Users provisioned with Just-in-Time (JIT) provisioning through your SAML identity provider will be assigned to groups based on their current group memberships within the identity provider.
NOTE If there is no direct group match, you can manually add JIT-provisioned users to specific IT Glue groups.
Prerequisites
- You must have Administrator level access to IT Glue.
- SAML SSO Provider supporting SAML 2.0
- You must already have single sign-on set up. Please see our Setting up single sign-on (SSO) to IT Glue topic for more details.
Instructions
- Under Enable SAML SSO, set Auto-Provision IT Glue Users to On, and choose a Role to be assigned to all new users created through Just-in-Time provisioning. Assign these users to security groups and grant organizational access.
- Click Save to complete the process.
That's it!

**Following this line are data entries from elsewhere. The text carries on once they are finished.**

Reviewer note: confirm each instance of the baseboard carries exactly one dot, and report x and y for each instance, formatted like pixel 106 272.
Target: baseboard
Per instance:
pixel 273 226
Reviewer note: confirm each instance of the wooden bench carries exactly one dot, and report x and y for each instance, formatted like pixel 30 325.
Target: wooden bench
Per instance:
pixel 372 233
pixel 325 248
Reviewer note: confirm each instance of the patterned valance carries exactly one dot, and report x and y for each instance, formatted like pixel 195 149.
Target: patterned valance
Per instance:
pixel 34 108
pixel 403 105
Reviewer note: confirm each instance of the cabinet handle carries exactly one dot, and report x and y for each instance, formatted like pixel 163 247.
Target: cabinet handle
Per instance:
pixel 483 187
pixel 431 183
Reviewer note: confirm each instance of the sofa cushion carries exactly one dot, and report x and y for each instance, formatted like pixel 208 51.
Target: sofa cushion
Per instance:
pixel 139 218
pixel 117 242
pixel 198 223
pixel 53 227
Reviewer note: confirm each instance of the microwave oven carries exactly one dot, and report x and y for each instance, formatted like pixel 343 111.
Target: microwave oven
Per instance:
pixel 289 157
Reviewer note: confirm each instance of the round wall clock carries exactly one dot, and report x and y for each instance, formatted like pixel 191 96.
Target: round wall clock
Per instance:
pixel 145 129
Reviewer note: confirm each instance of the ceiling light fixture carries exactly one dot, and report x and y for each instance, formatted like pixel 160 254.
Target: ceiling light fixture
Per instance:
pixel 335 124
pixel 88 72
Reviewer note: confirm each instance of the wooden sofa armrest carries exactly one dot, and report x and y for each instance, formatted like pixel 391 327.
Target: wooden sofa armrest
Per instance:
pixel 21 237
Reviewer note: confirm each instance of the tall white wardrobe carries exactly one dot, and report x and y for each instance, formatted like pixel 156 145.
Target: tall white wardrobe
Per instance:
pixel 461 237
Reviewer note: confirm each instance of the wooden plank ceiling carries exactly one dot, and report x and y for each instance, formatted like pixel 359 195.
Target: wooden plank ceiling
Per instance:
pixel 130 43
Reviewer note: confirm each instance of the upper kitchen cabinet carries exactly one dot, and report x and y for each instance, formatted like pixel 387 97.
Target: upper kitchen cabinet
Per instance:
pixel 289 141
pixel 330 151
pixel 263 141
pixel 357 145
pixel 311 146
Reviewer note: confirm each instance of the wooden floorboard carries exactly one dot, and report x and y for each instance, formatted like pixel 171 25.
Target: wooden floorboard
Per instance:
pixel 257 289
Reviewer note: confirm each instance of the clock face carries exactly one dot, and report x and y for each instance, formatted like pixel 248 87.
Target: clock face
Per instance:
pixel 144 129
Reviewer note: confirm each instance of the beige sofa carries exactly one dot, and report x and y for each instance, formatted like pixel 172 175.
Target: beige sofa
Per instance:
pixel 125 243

Now when an user has provisioned IT Glue in their SSO application, clicking through to IT Glue will automatically provision a user for them with your configured default role, group membership, and organization access.
Configuring Group Assignment with Custom SAML Attributes
If your identity provider (e.g. Okta, OneLogin, Microsoft) uses custom attributes to group users, you can automatically add new users to these IT Glue groups using the existing SAML Auto-Provision IT Glue Users feature.
Okta
Prerequisite
- The IDP provider must allow you to specify custom attributes.
Procedure
To add group attribute statements to the SAML assertion from Okta, follow these simple steps:
- In the Group Attribute Statements section in Okta:
- Enter the Name of the group attribute in your SAML app.
- Select a Name Format.
- Choose a filtering option for your expression:
- Starts with
- Equals
- Contains
- Matches regex
- Enter the expression that will be used to match against the Okta GroupName values and added to the SAML assertion.
- Click Add Another to add an additional group statement.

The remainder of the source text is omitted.